Conobbi P. Henry nel 2005. All'epoca io avevo 13 anni. Nelle sue omelie esprimeva una tale certezza dell'amore di Dio per me che accese nella mia anima il desiderio di conoscerLo e di amarLo nella mia adolescenza.
Quando era diacono, a volte veniva insieme ai Servi sacerdoti a casa mia per delle riunioni del Focolare della Madre. Ricordo che una volta chiese di poter vedere la stanza di mio fratello adolescente e cercò di convenlo a togliere i poster delle band di musica rock e heavy metal.
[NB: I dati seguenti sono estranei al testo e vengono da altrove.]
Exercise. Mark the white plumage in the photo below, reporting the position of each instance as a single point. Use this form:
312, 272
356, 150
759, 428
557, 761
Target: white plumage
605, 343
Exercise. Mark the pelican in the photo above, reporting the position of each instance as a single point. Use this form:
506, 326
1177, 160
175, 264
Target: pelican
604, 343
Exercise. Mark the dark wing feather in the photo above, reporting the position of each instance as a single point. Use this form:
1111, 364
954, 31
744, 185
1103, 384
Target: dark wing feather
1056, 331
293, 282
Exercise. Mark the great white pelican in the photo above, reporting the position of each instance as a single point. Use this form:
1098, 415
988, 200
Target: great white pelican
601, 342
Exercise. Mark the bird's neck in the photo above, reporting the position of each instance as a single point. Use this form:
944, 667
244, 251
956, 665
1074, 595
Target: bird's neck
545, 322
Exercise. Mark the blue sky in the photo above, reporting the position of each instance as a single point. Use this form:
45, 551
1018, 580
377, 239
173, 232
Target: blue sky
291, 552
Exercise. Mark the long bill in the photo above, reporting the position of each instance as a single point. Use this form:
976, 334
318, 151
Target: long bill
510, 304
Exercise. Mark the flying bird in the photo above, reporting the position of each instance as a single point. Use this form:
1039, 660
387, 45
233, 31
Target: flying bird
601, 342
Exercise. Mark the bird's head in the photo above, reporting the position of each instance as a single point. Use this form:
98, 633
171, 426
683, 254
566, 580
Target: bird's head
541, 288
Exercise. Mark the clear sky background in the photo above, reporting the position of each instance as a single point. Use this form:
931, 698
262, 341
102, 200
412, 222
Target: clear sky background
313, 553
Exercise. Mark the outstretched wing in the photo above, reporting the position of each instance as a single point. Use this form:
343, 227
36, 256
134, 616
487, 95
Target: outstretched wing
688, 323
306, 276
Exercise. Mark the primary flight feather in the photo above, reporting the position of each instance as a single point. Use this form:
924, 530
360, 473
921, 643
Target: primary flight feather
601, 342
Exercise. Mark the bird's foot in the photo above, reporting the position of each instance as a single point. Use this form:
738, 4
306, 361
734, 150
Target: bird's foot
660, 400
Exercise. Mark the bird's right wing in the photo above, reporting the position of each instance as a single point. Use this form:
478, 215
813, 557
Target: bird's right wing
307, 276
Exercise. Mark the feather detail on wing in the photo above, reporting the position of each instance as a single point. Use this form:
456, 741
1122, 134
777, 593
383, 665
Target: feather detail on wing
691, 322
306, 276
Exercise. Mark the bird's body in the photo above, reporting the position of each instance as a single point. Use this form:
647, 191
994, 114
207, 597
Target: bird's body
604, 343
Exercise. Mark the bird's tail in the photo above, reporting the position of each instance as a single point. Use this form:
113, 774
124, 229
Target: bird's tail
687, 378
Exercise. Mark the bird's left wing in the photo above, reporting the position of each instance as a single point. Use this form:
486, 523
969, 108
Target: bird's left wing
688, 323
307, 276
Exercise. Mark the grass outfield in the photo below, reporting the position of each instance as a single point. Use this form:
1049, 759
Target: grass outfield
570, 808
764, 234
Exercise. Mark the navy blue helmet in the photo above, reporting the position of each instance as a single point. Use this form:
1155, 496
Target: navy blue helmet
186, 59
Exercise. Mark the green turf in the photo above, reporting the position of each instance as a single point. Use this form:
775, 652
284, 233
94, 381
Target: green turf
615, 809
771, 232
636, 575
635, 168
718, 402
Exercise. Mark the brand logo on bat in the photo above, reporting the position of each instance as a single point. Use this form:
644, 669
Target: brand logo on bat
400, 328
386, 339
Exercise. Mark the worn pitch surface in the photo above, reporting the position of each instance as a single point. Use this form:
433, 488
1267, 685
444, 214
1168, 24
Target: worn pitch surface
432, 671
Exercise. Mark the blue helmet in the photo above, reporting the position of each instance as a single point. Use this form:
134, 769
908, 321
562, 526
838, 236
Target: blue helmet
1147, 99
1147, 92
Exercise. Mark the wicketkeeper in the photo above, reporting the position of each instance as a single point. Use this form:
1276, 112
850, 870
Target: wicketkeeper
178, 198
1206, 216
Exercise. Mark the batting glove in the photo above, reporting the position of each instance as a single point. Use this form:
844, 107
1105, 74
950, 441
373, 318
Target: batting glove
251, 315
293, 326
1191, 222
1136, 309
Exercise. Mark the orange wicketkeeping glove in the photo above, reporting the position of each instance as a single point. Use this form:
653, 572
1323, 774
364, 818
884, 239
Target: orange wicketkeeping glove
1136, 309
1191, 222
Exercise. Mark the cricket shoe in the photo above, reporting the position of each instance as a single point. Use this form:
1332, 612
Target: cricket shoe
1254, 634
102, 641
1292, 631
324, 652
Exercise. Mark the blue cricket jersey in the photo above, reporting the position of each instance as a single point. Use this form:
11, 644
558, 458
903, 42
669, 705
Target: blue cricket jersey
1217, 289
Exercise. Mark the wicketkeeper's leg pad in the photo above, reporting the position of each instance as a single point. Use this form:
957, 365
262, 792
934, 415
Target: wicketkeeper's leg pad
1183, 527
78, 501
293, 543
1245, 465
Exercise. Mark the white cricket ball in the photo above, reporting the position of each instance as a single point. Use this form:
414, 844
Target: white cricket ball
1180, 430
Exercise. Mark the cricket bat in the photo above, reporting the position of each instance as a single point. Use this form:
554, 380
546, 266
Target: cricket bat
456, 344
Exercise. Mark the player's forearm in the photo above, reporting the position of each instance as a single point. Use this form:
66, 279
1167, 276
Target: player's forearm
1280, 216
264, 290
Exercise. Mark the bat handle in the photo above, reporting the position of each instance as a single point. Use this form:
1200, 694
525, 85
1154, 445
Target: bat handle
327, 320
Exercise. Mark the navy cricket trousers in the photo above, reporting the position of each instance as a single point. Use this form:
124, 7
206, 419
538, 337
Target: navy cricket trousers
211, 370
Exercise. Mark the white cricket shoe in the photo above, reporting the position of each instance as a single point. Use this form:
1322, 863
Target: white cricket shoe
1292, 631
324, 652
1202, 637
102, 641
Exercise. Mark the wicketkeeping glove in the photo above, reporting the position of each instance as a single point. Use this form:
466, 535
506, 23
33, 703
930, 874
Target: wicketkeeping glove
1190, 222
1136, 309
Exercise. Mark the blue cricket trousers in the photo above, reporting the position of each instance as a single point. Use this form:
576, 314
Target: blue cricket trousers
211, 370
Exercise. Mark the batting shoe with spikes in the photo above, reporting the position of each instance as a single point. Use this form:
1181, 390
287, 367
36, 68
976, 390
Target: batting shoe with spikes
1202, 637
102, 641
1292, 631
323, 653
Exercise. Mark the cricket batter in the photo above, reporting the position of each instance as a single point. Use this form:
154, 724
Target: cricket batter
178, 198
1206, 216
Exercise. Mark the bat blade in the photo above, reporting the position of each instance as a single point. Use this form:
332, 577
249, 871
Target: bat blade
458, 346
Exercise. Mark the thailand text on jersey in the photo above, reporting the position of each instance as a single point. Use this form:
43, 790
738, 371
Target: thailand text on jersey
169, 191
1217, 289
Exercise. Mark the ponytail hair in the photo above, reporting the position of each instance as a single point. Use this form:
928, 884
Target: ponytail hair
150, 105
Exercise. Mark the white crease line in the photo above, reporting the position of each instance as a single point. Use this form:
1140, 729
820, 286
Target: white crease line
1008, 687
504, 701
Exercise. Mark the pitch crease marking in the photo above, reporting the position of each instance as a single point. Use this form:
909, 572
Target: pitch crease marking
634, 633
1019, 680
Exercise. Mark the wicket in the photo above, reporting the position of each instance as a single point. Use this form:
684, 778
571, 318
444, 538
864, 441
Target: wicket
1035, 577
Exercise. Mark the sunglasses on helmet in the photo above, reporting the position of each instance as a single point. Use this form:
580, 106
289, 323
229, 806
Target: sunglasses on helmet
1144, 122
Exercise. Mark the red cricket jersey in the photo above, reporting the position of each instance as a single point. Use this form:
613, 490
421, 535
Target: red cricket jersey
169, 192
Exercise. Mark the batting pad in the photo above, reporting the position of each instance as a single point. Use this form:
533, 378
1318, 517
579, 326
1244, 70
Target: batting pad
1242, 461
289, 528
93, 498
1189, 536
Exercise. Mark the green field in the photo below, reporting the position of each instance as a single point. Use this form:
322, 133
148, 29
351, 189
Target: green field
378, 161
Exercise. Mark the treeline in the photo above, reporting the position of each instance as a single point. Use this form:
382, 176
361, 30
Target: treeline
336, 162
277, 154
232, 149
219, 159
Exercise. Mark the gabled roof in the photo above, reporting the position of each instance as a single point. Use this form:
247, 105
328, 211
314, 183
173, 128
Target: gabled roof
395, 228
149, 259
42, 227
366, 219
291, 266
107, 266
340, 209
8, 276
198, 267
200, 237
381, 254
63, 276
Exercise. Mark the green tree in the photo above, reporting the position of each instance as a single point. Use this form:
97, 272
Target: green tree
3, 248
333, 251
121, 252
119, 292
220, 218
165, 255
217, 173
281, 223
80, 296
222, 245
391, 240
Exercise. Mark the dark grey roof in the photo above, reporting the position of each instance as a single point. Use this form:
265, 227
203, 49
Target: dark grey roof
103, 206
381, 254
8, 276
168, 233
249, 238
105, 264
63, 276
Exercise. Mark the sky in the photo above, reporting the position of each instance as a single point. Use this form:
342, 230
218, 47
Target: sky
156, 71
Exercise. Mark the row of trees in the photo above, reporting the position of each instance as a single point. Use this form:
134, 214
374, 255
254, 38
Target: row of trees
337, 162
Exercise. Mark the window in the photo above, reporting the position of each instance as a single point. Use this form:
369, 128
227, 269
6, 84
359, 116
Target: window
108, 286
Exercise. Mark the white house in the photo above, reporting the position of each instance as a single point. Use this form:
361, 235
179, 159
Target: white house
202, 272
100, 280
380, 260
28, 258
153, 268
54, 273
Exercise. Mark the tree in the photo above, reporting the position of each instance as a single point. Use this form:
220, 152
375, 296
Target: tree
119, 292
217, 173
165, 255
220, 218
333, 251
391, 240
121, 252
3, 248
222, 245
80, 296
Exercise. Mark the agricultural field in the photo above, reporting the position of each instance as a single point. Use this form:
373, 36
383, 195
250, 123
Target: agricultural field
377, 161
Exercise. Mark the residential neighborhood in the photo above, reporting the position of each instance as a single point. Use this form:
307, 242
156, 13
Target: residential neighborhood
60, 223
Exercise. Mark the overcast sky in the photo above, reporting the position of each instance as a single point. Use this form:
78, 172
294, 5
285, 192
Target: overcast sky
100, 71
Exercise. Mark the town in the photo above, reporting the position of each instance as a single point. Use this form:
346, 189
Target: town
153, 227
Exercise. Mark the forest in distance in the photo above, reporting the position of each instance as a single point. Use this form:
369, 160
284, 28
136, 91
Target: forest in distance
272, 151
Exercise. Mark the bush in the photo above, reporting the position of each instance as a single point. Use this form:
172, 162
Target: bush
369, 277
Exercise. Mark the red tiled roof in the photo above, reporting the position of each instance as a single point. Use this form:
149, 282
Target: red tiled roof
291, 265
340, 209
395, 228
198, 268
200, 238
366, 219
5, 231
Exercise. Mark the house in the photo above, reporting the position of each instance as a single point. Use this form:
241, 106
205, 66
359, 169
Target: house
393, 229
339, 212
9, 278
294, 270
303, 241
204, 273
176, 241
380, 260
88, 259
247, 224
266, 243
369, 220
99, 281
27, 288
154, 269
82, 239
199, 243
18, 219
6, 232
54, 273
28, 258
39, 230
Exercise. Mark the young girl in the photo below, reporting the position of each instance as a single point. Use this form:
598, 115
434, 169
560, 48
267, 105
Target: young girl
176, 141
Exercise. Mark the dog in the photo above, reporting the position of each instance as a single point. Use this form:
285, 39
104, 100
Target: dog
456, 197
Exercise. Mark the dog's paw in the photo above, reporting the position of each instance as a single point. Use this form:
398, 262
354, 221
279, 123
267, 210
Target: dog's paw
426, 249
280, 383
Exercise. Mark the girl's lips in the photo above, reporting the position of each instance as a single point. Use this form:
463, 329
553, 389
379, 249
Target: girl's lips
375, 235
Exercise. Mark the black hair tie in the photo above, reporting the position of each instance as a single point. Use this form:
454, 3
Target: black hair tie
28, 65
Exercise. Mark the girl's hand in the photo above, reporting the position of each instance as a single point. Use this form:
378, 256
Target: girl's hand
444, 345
Riuscì a convencerlo a toglierne uno o due, i più manifiestamente demoniaci. P. Henry trovò il modo di farlo senza far arrabbiare né offendere mio fratello. Non c'è dubbio che lo fece puramente per amore.
Poco dopo aver conosciuto il Focolare della Madre, cominciai a domandare a Dio quale fosse la mia vocazione. Passarono due anni interi senza risposta! A 15 anni cominciai a prendere più sul serio il discernimento. Mi sforzai di rimuovere tutti i possibili ostacoli per ascoltare la voce del Signore, ma Egli rimaneva in silenzio. Man mano passavano i mesi, cominciai a frustrarmi semper di più. Chiedevo spesso consiglio alle Serve o ai Servi.
Una volta, dopo una confessione, P. Henry mi suggerì: «Ogni sera di' alla Vergine Maria: “Madre, dammi luce per conoscere la volontà del Signore e forza per fare ciò che Egli dirà”». In quel momento mi riempii di pace e da allora cominciai tutte le sere a pregare con sincerità questa preghiera alla Madonna.
Quando avevo sedici anni, a metà dell'anno, iniziai a desiderare di andare a Messa più spesso. Diverse volte alla settimana prendevo la macchina per raggiungere l'unica Messa che si celebrava la sera a Naples (Florida, USA), a 45 minuti da casa mia. Presto iniziai ad andare a Messa tutti i giorni. Tuttavia stava per cominciare la stagione atletica e la mia squadra contava su di me. Se avessi scelto l'atletica, non sarei potuta andare a Messa in settimana.
In realtà c’erano molte altre ragioni che mi orientavano a non preferire la Messa quotidiana. Quanto più ci riflettevo, più mi pareva ovvio; eppure, continuavo ad avere sete dell’Eucaristia. Decisi di scrivere a P. Henry per chiedergli il suo parere. Gli scrissi una e-mail con una lunga lista di ragioni per le quali sarebbe stato imprudente e persino irresponsabile da parte mia andare a Messa tutti i giorni, per via delle circostanze. Avrei dovuto lasciare l’atletica e deludere la mia squadra. Avrei dovuto spendere molti soldi in benzina, soldi che in realtà non erano nemmeno miei. Avrei avuto meno tempo per svolgere i compiti, cosa che probabilmente avrebbe potuto significare o meno tempo per dormire, o voti più bassi, perché stavo frequentando diversi corsi di livello universitario che esigevano un’intensa dedizione allo studio. Abbandonare la squadra e prendere dei voti più bassi non avrebbe giocato a mio favore nel modulo d’iscrizione per l’anno seguente. Quella decisione avrebbe potuto avere delle serie conseguenze per il mio futuro! E tutto questo mi avrebbe inevitabilmente portato a trascorrere meno tempo con la mia famiglia.
P. Henry mi respuesta: «Ricevere Gesù nell'Eucaristia tutti i giorni merita questo e molto di più!». Semplice, ma assolutamente irrefutabile. Se avesse risposto in un modo più comprensivo, se avesse lasciato la decisione nelle mie mani come se non esistesse una “risposta corretta”, credo che non avrei avuto la forza per scegliere di andare a Messa tutti i giorni. P. Henry fu molto chiaro. La verità della presenza reale di Gesù nell'Eucaristia fece sì che ciò che a me sembrava imprudente e irresponsabile fosse la scelta migliore che potessi fare. Così feci. Il Signore mi spinse interiormente a scegliere Lui al di sopra di tutte le altre cose. Questo cambiò la mia vita radicalmente e, senza dar adito a dubbi, fu un passo fondamentale nel mio cammino verso di Lui.